Willfullness Hearing: When a Judge decides if someone wanted to disobey an order of support in a child or spousal support case.
with prejudice: 1. Words used when rights or privileges are lost. 2. The outcome of a case that keeps a person from using the same claim again in future cases.
without prejudice: 1. Words used when rights or privileges are not waived or lost. 2. The outcome of a case that allows a person to use the same claim again in future cases.
witness: A person who testifies to what he or she has seen, heard, or experienced.
writ: A court order in writing that says that a certain action must be taken, for example, making a person to appear in court. There are many different kinds of writs: 1. A writ of attachment is an order to seize (take) specified property. 2. A writ of certiorari is an order by an appellate court granting or denying a review of a judgment. 3. A writ of execution is an order to enforce a court judgment. 4. A writ of Habeas Corpus is an order to release someone that was put in prison but it was wrong. 5. A writ of Mandamus is an order to perform an act already part of a person’s duty. 6. A writ of prohibition orders a person who has a duty to perform an act to stop doing it. This is usually an order from a higher to a lower court. This is the opposite of a writ of Mandamus.

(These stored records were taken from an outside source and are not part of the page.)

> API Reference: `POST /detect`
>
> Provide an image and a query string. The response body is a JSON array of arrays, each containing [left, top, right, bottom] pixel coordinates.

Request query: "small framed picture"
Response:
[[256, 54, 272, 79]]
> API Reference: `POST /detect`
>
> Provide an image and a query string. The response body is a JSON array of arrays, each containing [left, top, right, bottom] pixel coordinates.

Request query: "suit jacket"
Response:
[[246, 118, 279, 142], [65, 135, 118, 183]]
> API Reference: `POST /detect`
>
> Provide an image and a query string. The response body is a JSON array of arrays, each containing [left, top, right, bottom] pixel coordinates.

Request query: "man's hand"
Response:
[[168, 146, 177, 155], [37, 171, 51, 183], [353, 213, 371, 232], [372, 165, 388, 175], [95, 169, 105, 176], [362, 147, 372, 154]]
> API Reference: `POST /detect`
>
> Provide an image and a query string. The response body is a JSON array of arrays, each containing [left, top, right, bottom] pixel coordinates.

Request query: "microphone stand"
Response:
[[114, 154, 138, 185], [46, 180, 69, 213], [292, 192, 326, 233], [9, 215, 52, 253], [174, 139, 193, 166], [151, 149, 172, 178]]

wrongful death action: A case brought by family members (or person who would take under the will, like a beneficiary) of a person who has died because of an improper, negligent or illegal act of another person that caused their family member’s death.
Youth Court: A special court staffed by trained young people who hear cases involving low level juvenile offenses.
Youthful Offender (Y.O.): A person who is sentenced for an offense that happened when he or she was 14, 15, 16, 17, or 18 years old.
zoning: Laws that control the type and use of lands and buildings.